Governador do Rio sobrevoou comunidade em Angra dos Reis de helicóptero com policiais, que efetuaram vários disparos a esmo.


Publicado em 09/05/2019.

Governador Witzel e policiais em operação em Angra dos Reis. Reprodução de vídeo.

Sob pretexto de “acabar de vez com a bandidagem”, o governador do Rio de Janeiro, Wilson Witzel (PSC), sobrevoou com policiais, de helicóptero, uma comunidade de Angra dos Reis, conhecida como trilha do Monte do Campo Belo, no último sábado (4). Do alto, um policial disparou vários tiros. Segundo moradores, um dos alvos foi uma barraca no alto de um morro, local de oração para evangélicos do bairro.

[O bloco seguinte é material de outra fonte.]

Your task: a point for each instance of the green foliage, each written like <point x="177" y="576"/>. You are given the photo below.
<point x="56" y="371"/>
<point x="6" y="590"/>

“Acabou a bagunça! Vamos botar fim na bandidagem em Angra dos Reis” – diz Witzel no vídeo.

Ninguém foi atingido pelos disparos, pois não havia pessoas no local no momento da operação. O vídeo foi publicado por Witzel nas redes sociais.

“Aquela barraquinha foi criada pelos irmãos evangélicos. É um local que não tem ponto de tráfico, é tranquilo. Se tivesse um grande número, como sempre está, tinha morrido alguém, porque eles atiraram na tenda azul” – declarou Rodrigo Bernardes, um morador do bairro.

A polícia alegou que a barraca foi montada pelos traficantes, e era usada como ponto de observação.

Governador dormiu com a família em hotel de luxo

Após a chuva de balas a esmo, Witzel se hospedou com a família no hotel Fasano, de altíssimo luxo, onde passou o fim de semana. A diária mais barata custa R$ 1.600 por pessoa. O governador alegou ter pagado as despesas do próprio bolso. Antes ele disse que recebeu cortesias do hotel, o que viola o Código de Conduta da Alta Administração Estadual.

Ação “genocida” foi denunciada à ONU e à OEA

A deputada Renata Souza (PSOL), presidente da Assembleia Legislativa do Rio (Alerj), encaminhou denúncia contra a “política de massacre” de Witzel à Organização das Nações Unidas (ONU) e à Organização dos Estados Americanos (OEA). No documento, Renata cita a operação em Angra e pede que as instituições solicitem uma manifestação das autoridades brasileiras sobre os fatos e tomem providências a respeito.

Caso a denúncia seja aceita, Brasil poderá responder internacionalmente pela letalidade das operações policiais sob o comando de Witzel.